Levy, on the other side, contended that the discontinuance was regular and that the plaintiff did not give up his right to discontinue by referring the suit. The action is the suit of the plaintiff, and he has therefore the right to prosecute or determine it at his pleasure. It is true the right is qualified. There are cases where it cannot be exercised without the leave of the court; others in which the plaintiff has proceeded too far to recede, but such is not the present case. Plaintiff may discontinue without leave, 3 Lev. 170. He may discontinue at any time, 3 Lev. 369. Discontinuance permitted by Hale after demurrer and argument, 3 Lev. 440. After judgment not of record and writ of error brought, plaintiff had leave to discontinue upon payment of costs, Barnes 169. Proceedings in replevin are not analogous because plaintiff in replevin, having obtained the goods, should not be suffered by a discontinuance to go off with them.
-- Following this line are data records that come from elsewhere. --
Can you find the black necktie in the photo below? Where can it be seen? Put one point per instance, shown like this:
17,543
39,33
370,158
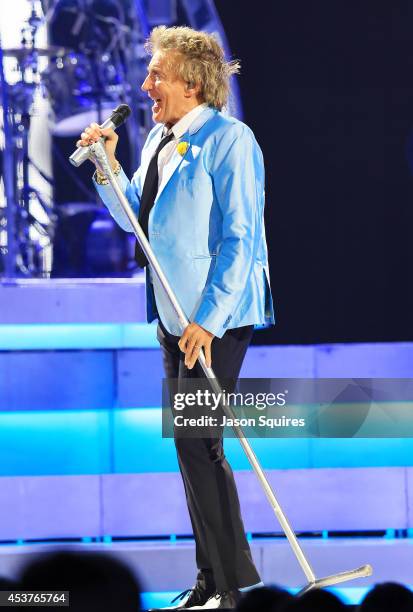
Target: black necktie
149,191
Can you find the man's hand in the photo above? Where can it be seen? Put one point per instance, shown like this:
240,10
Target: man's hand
93,133
192,340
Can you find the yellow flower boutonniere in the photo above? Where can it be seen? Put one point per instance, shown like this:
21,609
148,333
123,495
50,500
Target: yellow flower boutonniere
182,147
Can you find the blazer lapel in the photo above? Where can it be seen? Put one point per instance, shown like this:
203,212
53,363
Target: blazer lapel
172,165
148,153
177,158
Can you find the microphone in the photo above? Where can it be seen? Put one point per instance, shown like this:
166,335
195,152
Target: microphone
118,116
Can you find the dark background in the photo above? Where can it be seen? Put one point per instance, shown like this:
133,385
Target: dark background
327,87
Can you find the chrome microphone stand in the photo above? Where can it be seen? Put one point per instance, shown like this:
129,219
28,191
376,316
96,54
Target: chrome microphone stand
97,154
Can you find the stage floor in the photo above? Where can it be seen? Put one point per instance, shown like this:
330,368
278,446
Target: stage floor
165,568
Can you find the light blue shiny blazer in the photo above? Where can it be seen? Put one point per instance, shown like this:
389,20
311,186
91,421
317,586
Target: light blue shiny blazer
206,227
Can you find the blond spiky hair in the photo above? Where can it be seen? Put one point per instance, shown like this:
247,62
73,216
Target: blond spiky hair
203,61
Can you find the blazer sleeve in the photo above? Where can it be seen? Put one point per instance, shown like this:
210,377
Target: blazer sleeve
238,179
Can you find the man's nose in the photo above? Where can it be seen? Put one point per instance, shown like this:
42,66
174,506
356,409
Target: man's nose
146,85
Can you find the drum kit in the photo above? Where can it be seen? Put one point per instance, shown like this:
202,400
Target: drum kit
95,61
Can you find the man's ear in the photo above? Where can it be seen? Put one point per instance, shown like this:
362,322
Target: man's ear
192,89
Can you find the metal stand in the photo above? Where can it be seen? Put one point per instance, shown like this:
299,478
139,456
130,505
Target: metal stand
98,154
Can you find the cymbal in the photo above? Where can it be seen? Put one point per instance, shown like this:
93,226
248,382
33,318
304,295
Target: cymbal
22,52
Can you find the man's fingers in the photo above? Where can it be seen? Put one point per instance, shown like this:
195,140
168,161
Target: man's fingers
183,340
190,360
207,349
192,350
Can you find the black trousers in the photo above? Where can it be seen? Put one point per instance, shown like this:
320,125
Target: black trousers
211,494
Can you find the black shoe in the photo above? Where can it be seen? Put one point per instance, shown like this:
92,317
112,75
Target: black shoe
198,595
224,600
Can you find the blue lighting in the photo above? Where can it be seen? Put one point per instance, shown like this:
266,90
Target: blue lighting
60,336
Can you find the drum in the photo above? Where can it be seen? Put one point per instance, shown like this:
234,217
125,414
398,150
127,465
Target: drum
80,91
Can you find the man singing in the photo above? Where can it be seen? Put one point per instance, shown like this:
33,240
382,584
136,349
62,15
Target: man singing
199,196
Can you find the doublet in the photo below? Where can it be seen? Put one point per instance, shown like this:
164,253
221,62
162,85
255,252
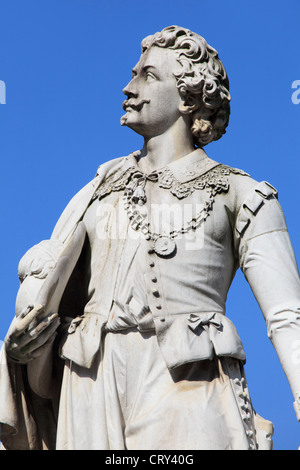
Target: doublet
144,310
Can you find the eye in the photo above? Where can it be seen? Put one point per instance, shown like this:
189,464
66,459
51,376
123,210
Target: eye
149,76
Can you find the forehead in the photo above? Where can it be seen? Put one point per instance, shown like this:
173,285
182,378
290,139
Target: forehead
162,59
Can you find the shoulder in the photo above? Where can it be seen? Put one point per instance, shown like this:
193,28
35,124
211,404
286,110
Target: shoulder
247,191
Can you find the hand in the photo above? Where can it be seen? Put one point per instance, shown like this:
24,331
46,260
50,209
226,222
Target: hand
30,334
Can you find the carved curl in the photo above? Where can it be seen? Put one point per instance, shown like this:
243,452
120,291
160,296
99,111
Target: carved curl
202,83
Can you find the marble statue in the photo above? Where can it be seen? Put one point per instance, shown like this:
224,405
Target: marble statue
120,339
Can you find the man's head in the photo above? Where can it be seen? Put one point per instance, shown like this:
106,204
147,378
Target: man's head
200,78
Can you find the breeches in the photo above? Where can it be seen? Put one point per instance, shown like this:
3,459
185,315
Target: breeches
128,399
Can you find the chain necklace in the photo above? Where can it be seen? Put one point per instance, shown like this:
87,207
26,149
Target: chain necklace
163,244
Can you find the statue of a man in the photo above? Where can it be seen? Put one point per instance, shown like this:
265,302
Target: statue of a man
120,339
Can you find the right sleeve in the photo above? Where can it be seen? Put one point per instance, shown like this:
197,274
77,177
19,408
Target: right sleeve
268,262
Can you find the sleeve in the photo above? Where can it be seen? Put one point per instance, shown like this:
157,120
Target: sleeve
268,262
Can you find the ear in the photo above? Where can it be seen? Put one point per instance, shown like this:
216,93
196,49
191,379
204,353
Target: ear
188,105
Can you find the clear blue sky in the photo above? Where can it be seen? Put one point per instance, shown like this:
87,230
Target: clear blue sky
64,64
[BY THE] COURT. If an award be not made within the time limited by a rule of reference, the rule is determined, if not continued by the consent of parties. We are clearly of opinion that during the continuance of the rule the plaintiff cannot discontinue. If he does it is irregular and will be struck off. The proper mode to get rid of a rule, is to apply to the Court to annul it; but the Court will never vacate the rule so as to defeat the agreement of the parties; but on the contrary will take care to carry the agreement into effect.

Rule to strike off the discontinuance made absolute.